According to Merrill, Atlantic Broadband has not bid on any RFPs to date. He adds the option for a community to operate as its own provider could burden a town with debt. “It is unnecessary when a provider is already reaching the vast majority of residents,” which he says is the case with Atlantic Broadband in its NH communities.
“However, in parts of the state that cannot presently be served by an existing provider, we are supportive of efforts to expand the internet’s reach and believe that alternative approaches, including municipal bonding and community-provider partnerships, may be beneficial,” Merrill says.
Comcast spokesperson Marc Goodman, says, while he could not comment specifically as to whether the firm would be bidding on any RFPs, he says Comcast is “always open to opportunities to deliver innovative products and services to new customers.” He adds the company will continue to look at expanding its network in areas that are geographically and economically feasible to do so.
As towns take advantage of SB170 to conquer their own digital divide, a separate measure could help regional school districts.
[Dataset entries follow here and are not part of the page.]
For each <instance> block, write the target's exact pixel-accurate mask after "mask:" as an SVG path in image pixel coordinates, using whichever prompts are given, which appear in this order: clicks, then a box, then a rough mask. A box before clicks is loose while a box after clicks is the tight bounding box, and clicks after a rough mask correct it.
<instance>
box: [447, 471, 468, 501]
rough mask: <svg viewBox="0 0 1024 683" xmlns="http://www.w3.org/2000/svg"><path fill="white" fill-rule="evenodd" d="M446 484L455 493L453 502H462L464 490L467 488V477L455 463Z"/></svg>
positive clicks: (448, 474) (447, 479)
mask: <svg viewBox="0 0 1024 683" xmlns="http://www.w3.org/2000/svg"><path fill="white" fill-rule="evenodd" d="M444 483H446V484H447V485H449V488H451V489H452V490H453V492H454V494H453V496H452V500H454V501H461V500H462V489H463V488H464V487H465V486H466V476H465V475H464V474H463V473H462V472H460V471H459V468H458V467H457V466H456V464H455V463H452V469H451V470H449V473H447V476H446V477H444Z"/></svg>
Karen Hatcher, Peterborough select board member, says the towns of the Con-Val School District (Antrim, Bennington, Dublin, Francestown, Greenfield, Hancock, Peterborough, Sharon and Temple) are trying to work together.
“We send [students] home with Chromebooks but they don’t have broadband,” she says. “How do we solve the holes in the donut?” She points to Greenfield as an example of the disparity that exists as the town lacks coverage. The question, she says, is “what will attract a provider and allow us to support equal opportunity for our students?”
Hatcher says SB103, signed into law this past July, allows municipalities to work together to bond for broadband. Hatcher says the ConVal district is mapping areas that lack coverage in order to develop a compelling RFP.